I like your looking forwards to the future Future, but I really want to
understand the conflict underneath Promises. I'm not trying to selectively
pick issues out, I'm trying to get a general sense for where the conflict
lies that kicked .chain out from complemeting the spec.

> The existing promises library users would be faced with a porting problem 
> whose size is hard to estimate

Naive go here;

Promise.prototype.then= function(fn){
        function recurse(val){
                if(val.chain)
                        val.chain(recurse)
                else
                        fn(val)
        }
        return this.chain(recurse)
}

> combinators such as .all do not use .chain, they use .then. 

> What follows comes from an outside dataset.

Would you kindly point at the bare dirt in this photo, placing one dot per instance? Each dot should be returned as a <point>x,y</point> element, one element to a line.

I've argued for nothing but giving everyone as many combinators as they want
in the spec. .then is a combinator of .chain, .all .some combinators of .then:
fine, great, shiny. You all get to join the spec, we won't try to change you
into doing something other than what you do now.  Embrace the de riguere
standards!

These are not any reason the existing combinators cannot specify an
underpinning .chain that doesn't auto-unwrap. De jure has the chance to rule
that we can have it all, and the naive silly cheap code above moves towards
that promise, starts to show that the two are one & the same, & it's just
a question of what is pinned underneath.



I tend to believe there is for sure something real, and interesting under #3:
that there was a real issue in implementation that drove ES6 at the very last
hour away from .chain serving as the basis for .then. If you want something
other than cheap words an unreality, perhaps you'd color in some of those
details.

MF

On Tue, Feb 04, 2014 at 07:46:36PM -0800, Brendan Eich wrote:
> mfo...@eldergods.com wrote:
> >#3 is the only point I concede as being even possibly concrete
> 
> Then you get a *plonk*, or at least a demeric, for ignoring the very
> concrete problem #2: combinators such as .all do not use .chain,
> they use .then. Also for ignoring #1 -- it doesn't matter that .then
> is compound, complex, multifarious -- it's a de-facto standard. And
> it is what combinators (#2) in the standard use, so you can't ignore
> the committee bloat or unioning cost.
> 
> Imagine we simplified to do just .chain and .cast, and combinators
> called .chain. We'd be breaking compatibility with extant promises
> libraries, and de-jure future-banning .then/.resolve as an API
> alternative. The existing promises library users would be faced with
> a porting problem whose size is hard to estimate, since they are
> relying on assimilation and unwrapping happening behind the scenes.
> 
> Promises *happened*. They are real. That's why I tweeted about #realism.
> 
> Wanting something value-ish, featureless, monadic, is a good goal
> for a differently named abstraction built on value objects. Promises
> are not that abstraction. Do the work to show the win, under a new
> name (Future?). Until then this is selective arguing and cheap talk.